IOTW: Medibank confirms 200GB of customer data stolen

Medibank has confirmed that hackers have stolen customers’ personal data after gaining unauthorized access to its internal systems.

In a statement released on October 20, Medibank explained that the hackers that had previously contacted them attempting to ransom customer data had released a sample of 100 customers’ details to them.

Medibank said that it believed the data came from its “ahm and international student systems” and that it contained customers full names, addresses, dates of birth, Medicare numbers, policy numbers, phone numbers and some claims data. The claims data includes codes relating to their medical diagnoses and procedures as well as where these procedures took place.

The malicious actor also claimed that it had stolen data related to customers’ payment details, however Medibank has not yet been able to verify these claims.

The healthcare provider said that the breach is now under investigation by the Australian Federal Police. Additionally, Medibank said its teams are working “around the clock” to understand what customer data has been stolen and the impact this will have on customers.

When did the hack take place?

The cyber security incident in which the data was stolen occurred on October 13. Medibank noticed some “unusual activity” on its internal systems, including its ahm and international student systems. These systems were temporarily shut down in response to the cyber-attack but resumed functionality on October 14.

Despite originally stating that there had been “no evidence customer data had been accessed,” Medibank was contacted by a malicious party who aimed to “negotiate with the company regarding their alleged removal of customer data.” As a result of this, Medibank called a trading halt in order to meet its continuous disclosure obligations.

Who was targeted in the attack?

In a ransom note sent to Medibank, the hackers claimed they had 200GB worth of confidential data and would sell it if their demands were not met.  

The group also threatened to contact the 1,000 “most [prominent] media persons” at Medibank which, according to them, included “[those with the] most [social media] followers, politicians, actors, bloggers, LGBT activists [and] drug addicted people” as well as people with “very interesting diagnoses” as a warning.

What impact has the attack had?

Medibank has contacted the customers affected by the data breach and has said they expect this number to grow as the cyber security incident continues.

The company encouraged customers to “stay vigilant” and reiterated that Medibank will never contact them requesting personal or sensitive information.
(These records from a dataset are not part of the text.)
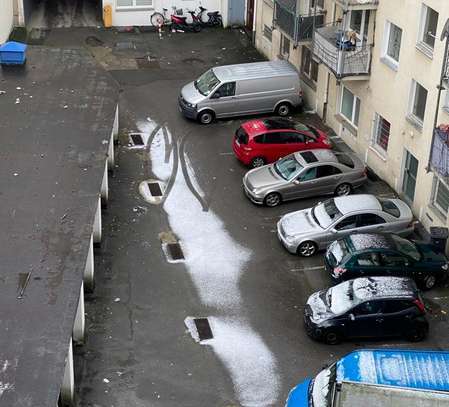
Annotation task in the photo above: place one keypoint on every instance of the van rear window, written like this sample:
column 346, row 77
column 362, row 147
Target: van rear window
column 241, row 136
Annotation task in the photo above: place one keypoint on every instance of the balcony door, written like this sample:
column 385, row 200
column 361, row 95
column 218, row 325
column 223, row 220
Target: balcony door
column 358, row 21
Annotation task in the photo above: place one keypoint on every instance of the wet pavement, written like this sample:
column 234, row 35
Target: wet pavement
column 139, row 350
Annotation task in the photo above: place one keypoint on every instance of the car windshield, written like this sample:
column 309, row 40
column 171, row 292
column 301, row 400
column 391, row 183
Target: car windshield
column 288, row 167
column 206, row 82
column 337, row 250
column 320, row 391
column 407, row 247
column 326, row 213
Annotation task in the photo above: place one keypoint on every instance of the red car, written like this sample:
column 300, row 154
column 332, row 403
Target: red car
column 259, row 142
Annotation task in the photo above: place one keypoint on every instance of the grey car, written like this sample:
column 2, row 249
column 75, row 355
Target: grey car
column 306, row 231
column 304, row 174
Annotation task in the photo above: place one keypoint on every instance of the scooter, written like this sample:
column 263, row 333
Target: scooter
column 214, row 18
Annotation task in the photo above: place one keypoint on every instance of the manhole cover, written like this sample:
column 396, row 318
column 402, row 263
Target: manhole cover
column 155, row 189
column 175, row 251
column 94, row 41
column 203, row 328
column 136, row 139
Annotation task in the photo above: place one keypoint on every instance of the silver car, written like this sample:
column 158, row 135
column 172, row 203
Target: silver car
column 306, row 231
column 304, row 174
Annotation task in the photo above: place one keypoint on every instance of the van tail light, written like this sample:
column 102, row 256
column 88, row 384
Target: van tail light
column 339, row 270
column 420, row 305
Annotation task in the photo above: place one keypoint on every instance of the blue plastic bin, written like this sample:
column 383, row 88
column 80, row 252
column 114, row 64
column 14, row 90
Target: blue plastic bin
column 13, row 53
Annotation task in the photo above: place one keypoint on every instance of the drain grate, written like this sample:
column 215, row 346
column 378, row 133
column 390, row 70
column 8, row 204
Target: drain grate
column 155, row 188
column 136, row 139
column 175, row 251
column 203, row 328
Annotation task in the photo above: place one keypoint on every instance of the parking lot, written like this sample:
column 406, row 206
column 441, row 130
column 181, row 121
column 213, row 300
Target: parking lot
column 235, row 272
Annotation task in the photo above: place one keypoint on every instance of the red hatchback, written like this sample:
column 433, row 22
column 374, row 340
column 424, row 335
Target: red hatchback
column 260, row 142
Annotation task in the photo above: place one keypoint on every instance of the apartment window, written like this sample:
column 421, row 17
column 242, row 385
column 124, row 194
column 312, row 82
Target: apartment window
column 392, row 46
column 418, row 103
column 381, row 132
column 350, row 106
column 440, row 196
column 134, row 3
column 428, row 28
column 309, row 67
column 285, row 45
column 267, row 32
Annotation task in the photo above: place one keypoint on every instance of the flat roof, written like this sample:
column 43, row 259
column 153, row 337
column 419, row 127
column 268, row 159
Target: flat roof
column 56, row 121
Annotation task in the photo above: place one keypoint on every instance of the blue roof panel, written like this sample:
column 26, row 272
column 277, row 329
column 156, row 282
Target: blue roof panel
column 427, row 370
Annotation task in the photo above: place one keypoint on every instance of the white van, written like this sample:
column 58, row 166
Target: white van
column 236, row 90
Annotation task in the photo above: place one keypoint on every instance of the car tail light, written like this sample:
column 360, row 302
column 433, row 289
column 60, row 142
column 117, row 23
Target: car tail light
column 339, row 270
column 420, row 305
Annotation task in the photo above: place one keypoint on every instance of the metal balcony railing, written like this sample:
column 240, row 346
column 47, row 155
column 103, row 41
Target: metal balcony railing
column 440, row 153
column 340, row 57
column 297, row 27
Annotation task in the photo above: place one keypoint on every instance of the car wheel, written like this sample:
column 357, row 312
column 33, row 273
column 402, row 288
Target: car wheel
column 343, row 189
column 272, row 199
column 257, row 162
column 332, row 337
column 206, row 117
column 416, row 334
column 307, row 249
column 429, row 282
column 283, row 109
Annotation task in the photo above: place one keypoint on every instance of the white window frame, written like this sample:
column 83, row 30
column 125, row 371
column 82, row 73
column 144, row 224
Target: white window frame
column 415, row 119
column 375, row 134
column 134, row 6
column 387, row 59
column 354, row 107
column 425, row 48
column 437, row 181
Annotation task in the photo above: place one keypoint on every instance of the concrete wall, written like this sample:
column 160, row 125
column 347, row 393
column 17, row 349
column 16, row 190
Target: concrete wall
column 6, row 19
column 142, row 16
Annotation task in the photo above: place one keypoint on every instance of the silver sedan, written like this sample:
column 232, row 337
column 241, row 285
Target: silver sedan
column 304, row 174
column 306, row 231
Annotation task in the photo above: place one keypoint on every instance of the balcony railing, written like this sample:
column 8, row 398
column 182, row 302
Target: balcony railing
column 358, row 4
column 440, row 153
column 297, row 27
column 339, row 56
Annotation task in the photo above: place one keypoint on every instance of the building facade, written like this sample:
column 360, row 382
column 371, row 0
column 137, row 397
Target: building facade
column 371, row 70
column 6, row 19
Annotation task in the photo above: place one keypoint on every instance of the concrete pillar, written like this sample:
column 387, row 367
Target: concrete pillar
column 105, row 186
column 97, row 223
column 111, row 157
column 68, row 382
column 116, row 125
column 79, row 325
column 89, row 282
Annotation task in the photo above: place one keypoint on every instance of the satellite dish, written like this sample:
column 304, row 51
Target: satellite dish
column 445, row 32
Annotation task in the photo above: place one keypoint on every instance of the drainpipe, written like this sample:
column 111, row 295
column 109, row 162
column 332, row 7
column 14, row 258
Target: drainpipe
column 444, row 35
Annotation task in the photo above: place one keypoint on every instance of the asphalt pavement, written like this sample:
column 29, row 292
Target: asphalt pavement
column 139, row 351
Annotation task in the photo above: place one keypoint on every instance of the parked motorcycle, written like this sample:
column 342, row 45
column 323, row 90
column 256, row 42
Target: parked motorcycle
column 214, row 18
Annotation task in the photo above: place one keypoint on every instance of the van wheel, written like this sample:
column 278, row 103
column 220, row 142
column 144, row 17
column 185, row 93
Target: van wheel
column 257, row 162
column 284, row 109
column 332, row 337
column 206, row 117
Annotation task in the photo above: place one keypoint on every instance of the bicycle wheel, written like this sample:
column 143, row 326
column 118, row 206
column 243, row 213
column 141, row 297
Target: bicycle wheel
column 157, row 19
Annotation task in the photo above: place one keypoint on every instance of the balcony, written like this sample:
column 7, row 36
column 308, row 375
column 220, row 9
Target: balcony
column 358, row 4
column 341, row 58
column 298, row 27
column 439, row 162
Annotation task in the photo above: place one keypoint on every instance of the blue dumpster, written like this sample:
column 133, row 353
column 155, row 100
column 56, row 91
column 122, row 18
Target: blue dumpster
column 13, row 53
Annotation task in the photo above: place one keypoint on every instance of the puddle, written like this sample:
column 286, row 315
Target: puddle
column 152, row 191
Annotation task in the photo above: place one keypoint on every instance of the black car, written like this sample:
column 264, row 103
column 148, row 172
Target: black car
column 367, row 308
column 361, row 255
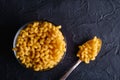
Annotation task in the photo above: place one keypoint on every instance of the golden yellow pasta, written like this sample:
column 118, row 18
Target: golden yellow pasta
column 40, row 45
column 89, row 50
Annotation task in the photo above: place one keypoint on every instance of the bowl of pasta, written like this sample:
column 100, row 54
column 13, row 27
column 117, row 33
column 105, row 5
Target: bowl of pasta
column 39, row 45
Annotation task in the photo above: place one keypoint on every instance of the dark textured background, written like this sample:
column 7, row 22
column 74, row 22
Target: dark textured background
column 81, row 20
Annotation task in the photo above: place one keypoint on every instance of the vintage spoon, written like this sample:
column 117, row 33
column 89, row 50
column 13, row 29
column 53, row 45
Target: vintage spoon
column 79, row 61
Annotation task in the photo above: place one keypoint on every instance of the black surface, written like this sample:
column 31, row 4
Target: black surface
column 81, row 20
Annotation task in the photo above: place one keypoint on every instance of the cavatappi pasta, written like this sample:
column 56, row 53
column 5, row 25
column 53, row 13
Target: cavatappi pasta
column 89, row 50
column 40, row 45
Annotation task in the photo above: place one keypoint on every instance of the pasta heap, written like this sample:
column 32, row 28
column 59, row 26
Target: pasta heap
column 40, row 45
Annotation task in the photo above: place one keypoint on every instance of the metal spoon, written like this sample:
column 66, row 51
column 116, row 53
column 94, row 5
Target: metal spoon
column 78, row 62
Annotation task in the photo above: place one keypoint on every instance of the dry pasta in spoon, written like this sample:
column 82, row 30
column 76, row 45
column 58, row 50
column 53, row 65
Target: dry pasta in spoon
column 40, row 45
column 89, row 50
In response to the event, the company has opened cyber security-specific helplines.

Medibank customers have claimed on social media that they have been targeted by phishing schemes just seven days after the initial attack. In a tweet, one customer said they had received a letter claiming to be Medibank that said they “owed money for repayments.”

Watch out peeps. We just received a letter from Medibank looking every bit like a Medibank letter telling us we owed money for repayments they had given us that we had to “pay back”. Husband called Medibank and it’s a scam.

— Sassy Carrie (@sassycarrie) October 20, 2022

The public response to the data breach

Home Affairs Minister Clare O’Neil criticized the hackers in a statement on October 20, saying that the threat to make Australian peoples’ private medical information public was a “dog act.”

She continued, saying that this threat was “why the toughest and smartest people in the Australian Government are working directly with Medibank to try to ensure that this horrendous criminal act does not turn into irreparable harm to some Australian citizens.”

Please advise how to start legal prosecution against your company. It was not a chorus’s Australia was a target. It is a surprise you failed all your customers. Please advise best contacts to start legal proceedings against your failure to protect customers sensitive data!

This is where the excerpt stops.